「沼城前夜、包囲する秀安の重苦」
沼城の周囲を覆う闇は、まるで底なしの淵のように深い。
だが、その城郭から漏れ出る灯火だけが、夜を切り裂くように華やかに揺らめいている。
あれは、死へと続く宴の明かりだ。
私は城を少し離れた茂みの中に身を潜め、眼下に広がる沼城の光を眺めていた。
内では、中山信正ら有力者が酒に酔いしれ、宇喜多との和解という甘い夢を語らっていることだろう。
外側には、秀安率いる伏兵が、息を殺して潜んでいる。
彼らは今、どのような面持ちでこの宴の音を聞いているのか。
先ほど、密偵が戻った。
秀安たちは、すでに配置についている。だが、その報告を携えてきた密偵の顔には、隠しようのない動揺が張り付いていた。
「……秀安様は、動かぬ石像のように、ただ月を見上げておいででした」
その言葉だけで十分だった。
彼は、自分が今から行おうとしている「裏切り」の重さに、押し潰されそうになっているのだ。
正義を重んじる若き武将にとって、友と信じた相手を、祝いの席で屠る。
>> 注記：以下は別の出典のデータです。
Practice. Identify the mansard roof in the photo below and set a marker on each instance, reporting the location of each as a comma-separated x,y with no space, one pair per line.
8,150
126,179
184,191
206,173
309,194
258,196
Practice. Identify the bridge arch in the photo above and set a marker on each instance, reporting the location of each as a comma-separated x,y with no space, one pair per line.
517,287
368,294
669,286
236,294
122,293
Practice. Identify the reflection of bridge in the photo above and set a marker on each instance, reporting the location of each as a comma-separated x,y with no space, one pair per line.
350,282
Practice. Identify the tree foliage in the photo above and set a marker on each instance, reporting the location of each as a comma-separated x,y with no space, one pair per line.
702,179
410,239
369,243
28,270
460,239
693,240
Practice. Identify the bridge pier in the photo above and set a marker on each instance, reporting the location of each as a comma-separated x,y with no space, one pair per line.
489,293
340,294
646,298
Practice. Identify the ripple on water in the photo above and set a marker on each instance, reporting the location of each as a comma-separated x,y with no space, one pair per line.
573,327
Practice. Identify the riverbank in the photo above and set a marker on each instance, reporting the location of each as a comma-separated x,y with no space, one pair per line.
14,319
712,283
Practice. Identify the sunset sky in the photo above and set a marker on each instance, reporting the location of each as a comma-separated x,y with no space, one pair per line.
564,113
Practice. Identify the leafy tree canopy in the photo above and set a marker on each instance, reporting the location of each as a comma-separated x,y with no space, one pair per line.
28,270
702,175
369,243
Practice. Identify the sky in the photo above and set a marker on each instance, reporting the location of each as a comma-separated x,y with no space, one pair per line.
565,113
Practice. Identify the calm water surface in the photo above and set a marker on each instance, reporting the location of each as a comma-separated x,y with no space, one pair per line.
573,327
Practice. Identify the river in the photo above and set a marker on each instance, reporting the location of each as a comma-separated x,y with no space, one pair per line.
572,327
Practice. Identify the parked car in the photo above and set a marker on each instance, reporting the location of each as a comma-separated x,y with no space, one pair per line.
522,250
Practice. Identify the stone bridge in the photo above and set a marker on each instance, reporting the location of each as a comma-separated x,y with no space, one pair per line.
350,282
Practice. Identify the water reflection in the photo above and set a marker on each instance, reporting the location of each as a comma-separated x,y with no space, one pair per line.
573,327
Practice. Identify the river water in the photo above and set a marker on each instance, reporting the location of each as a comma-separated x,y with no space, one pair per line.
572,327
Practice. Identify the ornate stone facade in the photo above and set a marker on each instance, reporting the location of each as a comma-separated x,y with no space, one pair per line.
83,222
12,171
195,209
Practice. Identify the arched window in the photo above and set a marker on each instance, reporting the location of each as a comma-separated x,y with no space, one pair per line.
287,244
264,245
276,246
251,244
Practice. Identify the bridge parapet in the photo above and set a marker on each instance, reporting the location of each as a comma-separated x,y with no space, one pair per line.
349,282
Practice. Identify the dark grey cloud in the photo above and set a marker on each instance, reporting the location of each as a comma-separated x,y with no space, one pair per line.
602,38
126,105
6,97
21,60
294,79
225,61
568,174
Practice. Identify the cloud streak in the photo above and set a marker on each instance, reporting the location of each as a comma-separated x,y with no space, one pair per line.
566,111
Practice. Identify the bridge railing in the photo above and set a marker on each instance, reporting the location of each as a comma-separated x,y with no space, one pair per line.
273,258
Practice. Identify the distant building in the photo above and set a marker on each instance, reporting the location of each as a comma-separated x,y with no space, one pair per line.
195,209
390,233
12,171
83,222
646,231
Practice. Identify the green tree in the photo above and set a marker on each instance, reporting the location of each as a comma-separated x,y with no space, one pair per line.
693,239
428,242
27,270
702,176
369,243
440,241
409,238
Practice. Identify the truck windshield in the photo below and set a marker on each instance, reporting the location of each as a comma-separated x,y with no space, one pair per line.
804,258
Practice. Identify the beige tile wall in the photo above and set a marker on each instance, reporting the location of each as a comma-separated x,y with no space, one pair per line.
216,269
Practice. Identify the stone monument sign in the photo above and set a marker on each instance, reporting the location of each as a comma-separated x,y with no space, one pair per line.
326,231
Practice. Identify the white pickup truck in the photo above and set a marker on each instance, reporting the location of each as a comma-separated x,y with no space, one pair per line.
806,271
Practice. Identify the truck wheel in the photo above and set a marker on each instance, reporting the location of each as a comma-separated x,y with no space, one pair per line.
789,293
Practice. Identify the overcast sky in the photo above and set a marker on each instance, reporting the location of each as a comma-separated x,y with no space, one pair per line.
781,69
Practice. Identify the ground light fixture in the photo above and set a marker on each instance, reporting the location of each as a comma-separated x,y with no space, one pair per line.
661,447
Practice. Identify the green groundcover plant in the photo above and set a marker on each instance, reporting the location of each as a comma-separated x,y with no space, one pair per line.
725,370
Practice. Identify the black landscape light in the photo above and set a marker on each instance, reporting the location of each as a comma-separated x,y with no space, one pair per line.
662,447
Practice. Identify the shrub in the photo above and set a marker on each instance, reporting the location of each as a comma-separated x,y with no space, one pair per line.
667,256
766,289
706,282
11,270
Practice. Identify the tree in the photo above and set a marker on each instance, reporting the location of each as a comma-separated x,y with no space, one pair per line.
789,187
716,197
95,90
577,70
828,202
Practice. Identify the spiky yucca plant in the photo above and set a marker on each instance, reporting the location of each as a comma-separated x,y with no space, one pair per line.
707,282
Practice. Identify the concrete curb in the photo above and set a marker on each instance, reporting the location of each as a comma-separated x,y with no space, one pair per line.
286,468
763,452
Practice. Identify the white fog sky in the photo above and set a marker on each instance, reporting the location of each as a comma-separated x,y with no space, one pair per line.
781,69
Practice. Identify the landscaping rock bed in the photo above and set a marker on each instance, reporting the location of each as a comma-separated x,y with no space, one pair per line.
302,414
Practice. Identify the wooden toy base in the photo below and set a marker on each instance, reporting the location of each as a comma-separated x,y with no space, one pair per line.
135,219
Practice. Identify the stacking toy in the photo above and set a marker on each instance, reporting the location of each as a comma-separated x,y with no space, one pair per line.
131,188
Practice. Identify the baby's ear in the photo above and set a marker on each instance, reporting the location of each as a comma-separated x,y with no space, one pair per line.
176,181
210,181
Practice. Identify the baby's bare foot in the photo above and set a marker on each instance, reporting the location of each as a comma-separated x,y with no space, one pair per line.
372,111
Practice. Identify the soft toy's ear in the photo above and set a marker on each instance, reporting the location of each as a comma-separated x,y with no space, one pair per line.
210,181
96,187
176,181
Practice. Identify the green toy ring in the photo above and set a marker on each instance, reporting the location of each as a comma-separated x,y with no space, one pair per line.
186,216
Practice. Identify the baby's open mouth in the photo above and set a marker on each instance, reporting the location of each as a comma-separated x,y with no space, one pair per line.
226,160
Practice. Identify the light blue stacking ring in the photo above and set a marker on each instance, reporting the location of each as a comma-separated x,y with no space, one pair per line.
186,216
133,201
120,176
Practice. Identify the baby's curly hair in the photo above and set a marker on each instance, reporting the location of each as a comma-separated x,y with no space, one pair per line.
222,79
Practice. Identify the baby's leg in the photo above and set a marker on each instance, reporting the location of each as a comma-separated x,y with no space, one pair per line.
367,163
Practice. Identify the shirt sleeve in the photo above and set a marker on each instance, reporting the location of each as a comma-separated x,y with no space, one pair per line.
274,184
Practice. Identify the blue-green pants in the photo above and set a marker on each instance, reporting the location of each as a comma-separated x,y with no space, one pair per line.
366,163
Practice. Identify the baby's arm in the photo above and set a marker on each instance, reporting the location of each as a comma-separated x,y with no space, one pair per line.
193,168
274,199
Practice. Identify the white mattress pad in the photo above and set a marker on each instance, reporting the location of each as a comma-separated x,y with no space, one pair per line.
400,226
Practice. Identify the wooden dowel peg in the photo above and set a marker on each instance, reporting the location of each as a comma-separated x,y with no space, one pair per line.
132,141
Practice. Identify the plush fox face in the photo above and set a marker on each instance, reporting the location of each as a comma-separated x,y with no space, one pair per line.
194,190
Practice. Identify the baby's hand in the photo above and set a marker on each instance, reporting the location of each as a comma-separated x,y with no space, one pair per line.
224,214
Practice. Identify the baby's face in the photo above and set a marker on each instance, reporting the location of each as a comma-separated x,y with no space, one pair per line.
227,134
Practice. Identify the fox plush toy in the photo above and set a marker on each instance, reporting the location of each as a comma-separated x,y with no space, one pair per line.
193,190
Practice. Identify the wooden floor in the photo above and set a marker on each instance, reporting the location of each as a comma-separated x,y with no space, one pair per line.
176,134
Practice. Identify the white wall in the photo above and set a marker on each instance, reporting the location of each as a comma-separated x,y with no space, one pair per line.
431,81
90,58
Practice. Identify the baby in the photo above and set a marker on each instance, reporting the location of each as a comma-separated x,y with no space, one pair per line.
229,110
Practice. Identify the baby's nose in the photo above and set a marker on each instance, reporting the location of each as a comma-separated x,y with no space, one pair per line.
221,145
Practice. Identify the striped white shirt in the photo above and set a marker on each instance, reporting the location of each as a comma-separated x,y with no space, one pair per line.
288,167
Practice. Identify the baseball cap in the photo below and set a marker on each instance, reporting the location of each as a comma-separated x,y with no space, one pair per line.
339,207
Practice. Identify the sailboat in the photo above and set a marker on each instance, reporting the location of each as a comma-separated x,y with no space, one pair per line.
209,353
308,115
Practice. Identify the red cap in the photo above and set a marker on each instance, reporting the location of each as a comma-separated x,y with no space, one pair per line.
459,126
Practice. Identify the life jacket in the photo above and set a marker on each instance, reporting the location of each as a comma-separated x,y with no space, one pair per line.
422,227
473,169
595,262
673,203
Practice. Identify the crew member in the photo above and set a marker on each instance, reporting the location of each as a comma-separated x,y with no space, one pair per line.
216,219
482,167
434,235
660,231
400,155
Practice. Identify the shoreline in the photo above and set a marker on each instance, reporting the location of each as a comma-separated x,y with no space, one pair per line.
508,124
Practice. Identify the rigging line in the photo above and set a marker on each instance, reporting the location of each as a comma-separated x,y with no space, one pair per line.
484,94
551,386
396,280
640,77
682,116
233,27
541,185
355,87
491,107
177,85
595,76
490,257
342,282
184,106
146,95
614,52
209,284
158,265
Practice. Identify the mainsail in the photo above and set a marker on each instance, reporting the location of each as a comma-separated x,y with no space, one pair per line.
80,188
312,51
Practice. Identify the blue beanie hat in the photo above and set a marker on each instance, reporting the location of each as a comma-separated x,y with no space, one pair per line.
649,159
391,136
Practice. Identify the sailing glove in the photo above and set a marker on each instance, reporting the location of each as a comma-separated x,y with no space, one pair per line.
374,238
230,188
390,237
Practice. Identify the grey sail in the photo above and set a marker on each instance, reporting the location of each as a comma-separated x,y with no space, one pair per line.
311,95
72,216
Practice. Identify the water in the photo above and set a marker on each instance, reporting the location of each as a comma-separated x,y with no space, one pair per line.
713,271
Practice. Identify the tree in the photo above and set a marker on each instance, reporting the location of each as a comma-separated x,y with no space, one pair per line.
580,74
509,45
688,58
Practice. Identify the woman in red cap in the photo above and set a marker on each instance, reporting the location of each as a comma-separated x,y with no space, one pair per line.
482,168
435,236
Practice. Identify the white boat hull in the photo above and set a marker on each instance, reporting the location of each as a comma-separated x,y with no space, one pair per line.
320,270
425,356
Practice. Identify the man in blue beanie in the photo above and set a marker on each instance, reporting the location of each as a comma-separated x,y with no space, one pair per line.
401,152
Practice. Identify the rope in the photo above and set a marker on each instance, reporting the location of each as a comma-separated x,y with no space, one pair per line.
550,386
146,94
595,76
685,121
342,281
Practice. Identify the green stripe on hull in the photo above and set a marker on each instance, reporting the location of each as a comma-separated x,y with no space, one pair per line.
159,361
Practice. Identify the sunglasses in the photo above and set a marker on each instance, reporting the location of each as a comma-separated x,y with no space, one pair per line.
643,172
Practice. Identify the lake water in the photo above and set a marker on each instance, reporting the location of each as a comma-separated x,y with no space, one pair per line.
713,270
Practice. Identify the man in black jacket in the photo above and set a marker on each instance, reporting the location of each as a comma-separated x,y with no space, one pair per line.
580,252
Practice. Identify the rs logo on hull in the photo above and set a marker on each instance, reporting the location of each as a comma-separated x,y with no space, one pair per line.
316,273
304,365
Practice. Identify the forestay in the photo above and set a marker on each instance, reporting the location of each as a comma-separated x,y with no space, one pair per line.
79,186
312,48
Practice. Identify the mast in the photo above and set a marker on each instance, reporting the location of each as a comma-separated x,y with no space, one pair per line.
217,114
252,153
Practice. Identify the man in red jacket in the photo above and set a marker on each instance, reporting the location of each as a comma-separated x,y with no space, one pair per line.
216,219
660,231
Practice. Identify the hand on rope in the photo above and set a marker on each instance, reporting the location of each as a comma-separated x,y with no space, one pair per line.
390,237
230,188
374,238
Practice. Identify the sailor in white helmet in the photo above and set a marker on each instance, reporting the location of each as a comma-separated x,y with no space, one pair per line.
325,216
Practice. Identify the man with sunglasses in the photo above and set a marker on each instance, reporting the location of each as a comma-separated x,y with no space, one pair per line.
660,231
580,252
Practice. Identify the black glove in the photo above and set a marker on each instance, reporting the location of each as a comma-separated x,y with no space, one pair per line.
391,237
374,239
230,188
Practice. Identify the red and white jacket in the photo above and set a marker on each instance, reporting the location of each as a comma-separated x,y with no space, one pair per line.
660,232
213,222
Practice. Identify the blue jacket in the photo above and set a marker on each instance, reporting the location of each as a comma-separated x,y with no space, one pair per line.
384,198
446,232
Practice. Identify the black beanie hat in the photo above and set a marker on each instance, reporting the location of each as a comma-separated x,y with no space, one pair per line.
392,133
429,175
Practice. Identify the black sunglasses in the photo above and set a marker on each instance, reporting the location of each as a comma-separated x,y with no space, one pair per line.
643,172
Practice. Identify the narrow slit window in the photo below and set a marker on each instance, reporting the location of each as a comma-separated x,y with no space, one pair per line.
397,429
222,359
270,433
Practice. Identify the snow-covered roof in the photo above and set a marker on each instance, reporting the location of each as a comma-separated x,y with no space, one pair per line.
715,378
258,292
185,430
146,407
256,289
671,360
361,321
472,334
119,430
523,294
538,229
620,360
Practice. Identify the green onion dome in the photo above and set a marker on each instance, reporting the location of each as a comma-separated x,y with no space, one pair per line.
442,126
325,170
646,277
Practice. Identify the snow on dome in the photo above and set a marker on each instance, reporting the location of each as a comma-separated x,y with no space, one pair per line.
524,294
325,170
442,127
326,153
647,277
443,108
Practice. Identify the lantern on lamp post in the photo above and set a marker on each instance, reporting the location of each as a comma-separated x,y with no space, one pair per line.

その行為は、魂を削り取るような苦行に他ならない。
しかし、直家にとってそれは、ただ不確定な要素を排除し、一兵も損なわずに大勝利を得るための、淡々とした作業に過ぎない。
私は、手元の手配書を最後の確認のために指でなぞる。
血の匂いを呼び込むための、完璧な手筈。
城の麓の草むらで、野兎が微かな足音を立てて駆け抜けていく。
この闇の中で、私たちは息を潜め、獲物が油断しきって喉を晒す瞬間を待っている。
刻々と時は過ぎ、夜が更けていく。
沼城の灯火が、時折、風に煽られて大きく揺れた。
私は胃の奥が冷たく凍りつくような感覚を覚えながら、深呼吸をした。
この静寂は、数時間後には悲鳴と怒号に塗り替えられる。
すべては、直家の「生存の理」を完遂するため。
私は目を閉じ、雑音を消した。
聞こえてくるのは、遠くの森で鳴く夜虫の音と、自分の早鐘のような鼓動だけ。
沼城の門が開かれるまで、あと少し。
私たちは、戻ることのできない深淵の縁で、ただその時を待っていた。